3. Biomassa productie bij blijvend grasland
Blijvend grasland, bestaande uit soorten aan ons klimaat aangepast, is ruim toepasbaar. Omwille van de eenmalige uitzaai is het goedkoop in aanleg. Het blijvend karakter zorgt voor een permanente grondbedekking. Gewasbeschermingsmiddelen zijn nauwelijks nodig. Het meermalig maaien en oogsten verhogen echter de kostprijs. Een meer extensieve uitbating met minder maaisneden kan de kostprijs drukken. In een 5 jaar durende proef in 3 parallellen vergelijken we de opbrengst en kwaliteit van 4 grassoorten bij 2 stikstofbemestingsniveaus en 3 maaisneden per jaar. De grassoorten worden onderling vergeleken en eveneens met eenjarige gewassen en meerjarige houtige soorten. De 4 grassoorten zijn: Engels raaigras (vroege cultivar ‘Rebecca’ en tussentype ‘Plenty’), timothee (cv. ‘Comer’), rietzwenkgras (cv. ‘Barolex’), kropaar (cv. ‘Cristobal’). Tevens werd een mengsel van timothee (cv. ‘Comer’) met rode (cv. ‘Merviot’) en witte klaver (cv. Merwi) uitgezaaid. De jaarlijkse Nbemestingsniveaus bedragen 250 en 150 kg N/ha/jaar waarvan 45 % voor de eerste snede, 35 % voor de 2e snede en 20% voor de 3e snede. Er wordt gemaaid rond half mei, half juli en half september.
Figuur 4 : Grassoorten in proef
De proef werd aangelegd in 2007. De drogestofopbrengsten in 2008 en 2009 zijn weergegeven in figuur 1. In 2008 bedroeg de gemiddelde opbrengst bij 250 N 20.2 t droge stof per ha, bij 150 N was dit 16.4 t. Door het koude voorjaar en droge zomer in 2009 was dit resp. 16.9 en 14.1 t per ha. De helft van de opbrengst in 2008 werd geoogst in de eerste snede. In 2009 werd in de eerste en tweede snede telkens 40 % van de jaaropbrengst geoogst.
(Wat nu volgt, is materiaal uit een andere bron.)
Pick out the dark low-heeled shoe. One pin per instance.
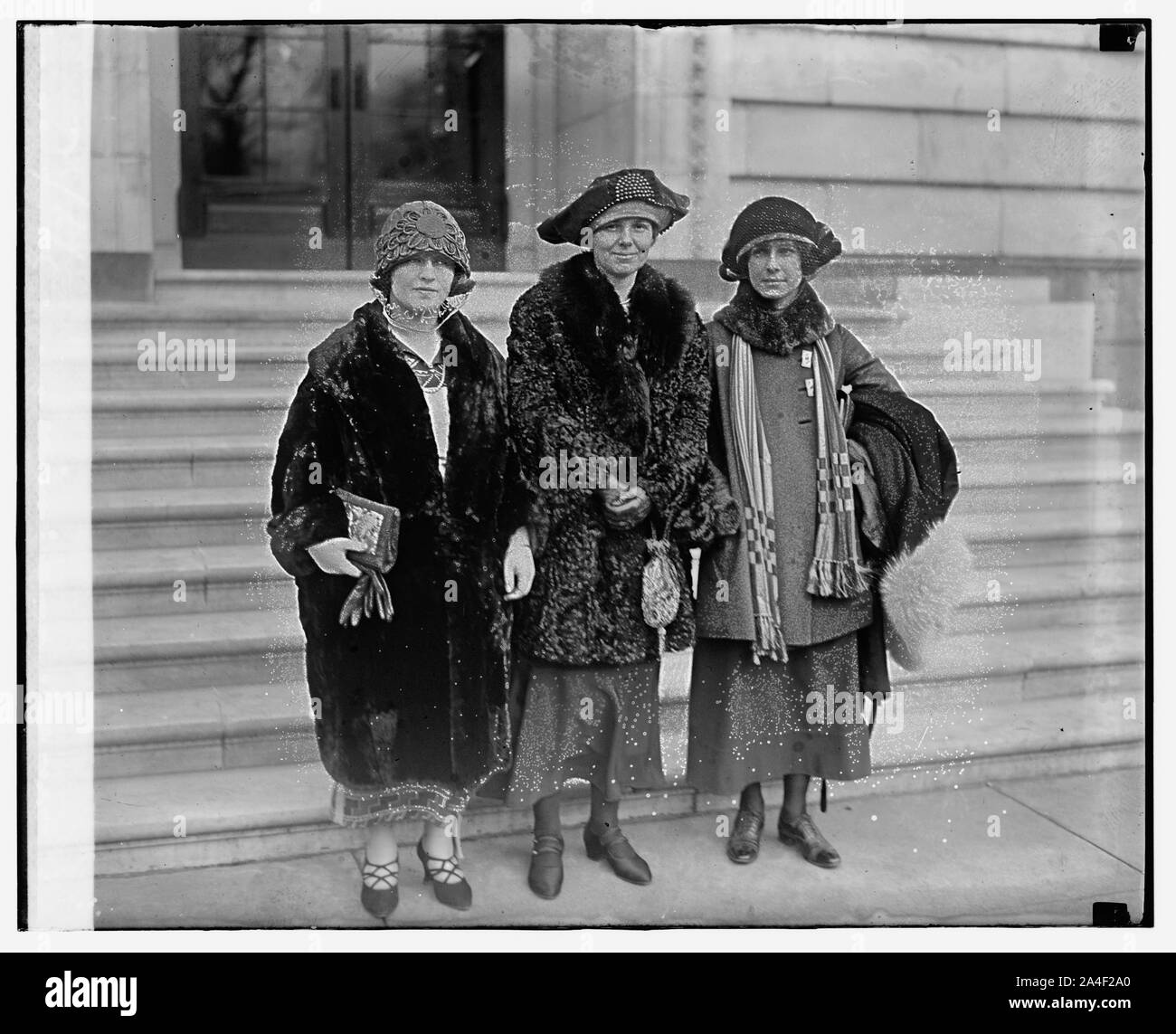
(744, 843)
(802, 834)
(384, 896)
(455, 893)
(545, 876)
(612, 846)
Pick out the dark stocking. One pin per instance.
(795, 791)
(603, 813)
(547, 817)
(752, 799)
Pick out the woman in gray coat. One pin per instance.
(786, 611)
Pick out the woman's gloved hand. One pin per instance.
(330, 555)
(518, 566)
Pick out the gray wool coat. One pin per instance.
(724, 607)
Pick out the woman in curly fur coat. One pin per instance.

Timothee was de productiefste soort bij 250 N (23.6 t en 19.0 t DS/ha in resp. 2008 en 2009), vooral dankzij de hoge opbrengst in de eerste snede. Bij 150 N haalde het mengsel van timothee met rode en witte klaver de hoogste opbrengst (19.2 t en 19.0 t DS/ha in resp. 2008 en 2009). In beide jaren was het Engels raaigras duidelijk het minst productief. Het drogestofgehalte bedroeg gemiddeld 24.4 % en was bij de lage N bemesting 1.5 eenheid hoger dan bij de hoge N bemesting. Het Engels raaigras had het hoogste (27.5 %) en kropaar het laagste (21.6 %) drogestofgehalte.
Figuur 5. Drogestofproductie van Engels raaigras (vroeg en tussentype), timothee, rietzwenkgras, kropaar en mengsel van timothee met witte en rode klaver bij 250 en 150 kg N /ha/jaar in 2008 (boven) en 2009 (beneden).
Bij een beperkt aantal sneden kan een hoge drogestofopbrengst met blijvend grasland gehaald worden. Onder extensieve uitbating scoren timothee, al dan niet in mengsel met klaver, rietzwenkgras en kropaar beter dan Engels raaigras. De vergistbaarheid wordt verder onderzocht.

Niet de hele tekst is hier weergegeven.